И в ту же секунду проснулась, осознав, что онемелые губы ее шевелятся, а из пересохшего, отвыкшего за долгие дни молчания горла сквозь клекот и хрип вырывается едва различимый шепот:
– Боренька… Боренька…
Скорчившись на продавленной больничной койке, она переждала первые страшные минуты, когда видения были еще слишком живы перед глазами, и сердце болезненно колотилось в грудную клетку. А затем, отдышавшись, осознала вдруг, что время полной немоты закончилось. В палате все спали, и София попробовала осторожно, еле слышно произнести что-нибудь, проверяя, действительно ли к ней вернулась речь.
– Больница, – выговорилось едва-едва, собственный голос прорывался, как звуки радиопередачи сквозь помехи. – Беркант, – вышло уже более понятно. А вот «убить» – прозвучало совсем отчетливо.
Первым ее побуждением после этого открытия было броситься к врачам, потребовать, чтобы ей предоставили адвоката, чтобы выпустили ее отсюда. Но потом пришло сомнение. Она ведь не знала, каковы были планы у Алины. Что, если она платила кому-то из здешних сатрапов, чтобы тот шпионил за ней и докладывал все, что с ней происходит? Что, если, узнав, что она больше не немая, мачеха примет еще какие-то меры, столкнет ее в еще более глубокую яму? Нет, раскрывать карты пока не следовало, лучше было еще понаблюдать за обстановкой. А тем временем постараться сделать все, чтобы речь вернулась к ней в полном объеме.
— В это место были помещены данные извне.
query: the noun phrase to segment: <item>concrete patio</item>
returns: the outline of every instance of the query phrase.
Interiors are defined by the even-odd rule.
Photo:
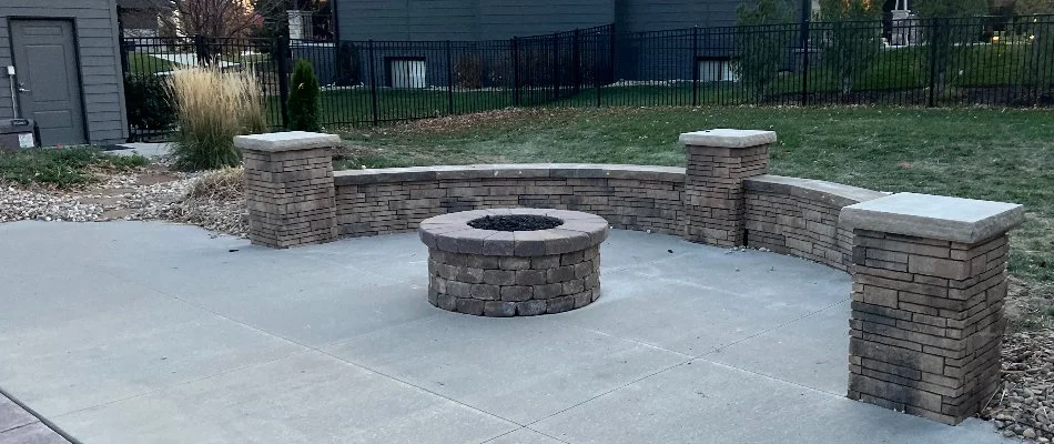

И София принялась тренироваться. Каждый день, шаг за шагом. Более или менее длинные предложения и фразы все еще давались ей с трудом. София заново училась выговаривать их только поздней ночью, когда никто не мог ее слышать. С личным пространством здесь была огромная проблема, побыть наедине с собой не разрешалось даже в туалете и душе, и потому для подобных занятий оставалась только ночь. И София, убедившись, что все ее соседки уснули и больница замерла в безмолвии, снова и снова через силы выговаривала слова и предложения, с маниакальным упорством следя за тем, чтобы никто ее не услышал, не раскрыл ее секрет. Чем меньше новой информации о ней будет поступать Алине, тем легче ей удастся застать ее врасплох, когда она выберется отсюда. Тем меньше вероятности, что слухи о ней дойдут до Берканта и он сможет предвидеть ее появление. А она еще обязательно появится в его жизни. Дайте только срок.
Так рассуждала София и потому во время врачебного обхода продолжала упорно молчать, разглядывая сидящего перед ней врача как диковинное, но неприятное насекомое.
Как-то утром София привычно зашла в умывалку, где сутулая, агрессивная девица лет двадцати оккупировала одну из раковин и никого к ней не подпускала, грозно рыча. Пациентки, которые не смогли пробиться к другим умывальникам, испуганно топтались вокруг нее: одна тоненько подвывала, другая что-то бормотала себе под нос, пытаясь плечом оттеснить обидчицу. Та же в ответ иногда оборачивалась и клацала зубами.
София однажды уже сталкивалась с этой девицей. Та в тот день и на нее пробовала рычать и щелкать зубами. София для начала отступила, а затем, выбрав удачный момент, когда рядом не было ни больничного персонала, ни более или менее способных связно говорить пациентов, и, подпустив агрессивную поближе, пригнулась и вырубила ее ударом головы в подбородок. Та, визжа и заливаясь кровью, рухнула на пол. София же, под одобрительное мычание запуганных девицей больных, спокойно переступила через нее и вышла в коридор. Вычислить, кто ударил агрессоршу, медсестрам так и не удалось, но та теперь боялась Софии как огня и не пыталась на нее нападать.
Вот и теперь, едва завидев ее, девица, глухо рыча, отошла в угол и уступила ей место у раковины. София наскоро умылась, вышла обратно в коридор и вдруг увидела, что к ней приближается маленькая востроносая медсестра, которую пациентки почему-то именовали Кнопочка.
– Савинова, – окликнула ее Кнопочка, как и весь прочий местный персонал, повысив голос до таких децибелов, словно разговаривала с глухой.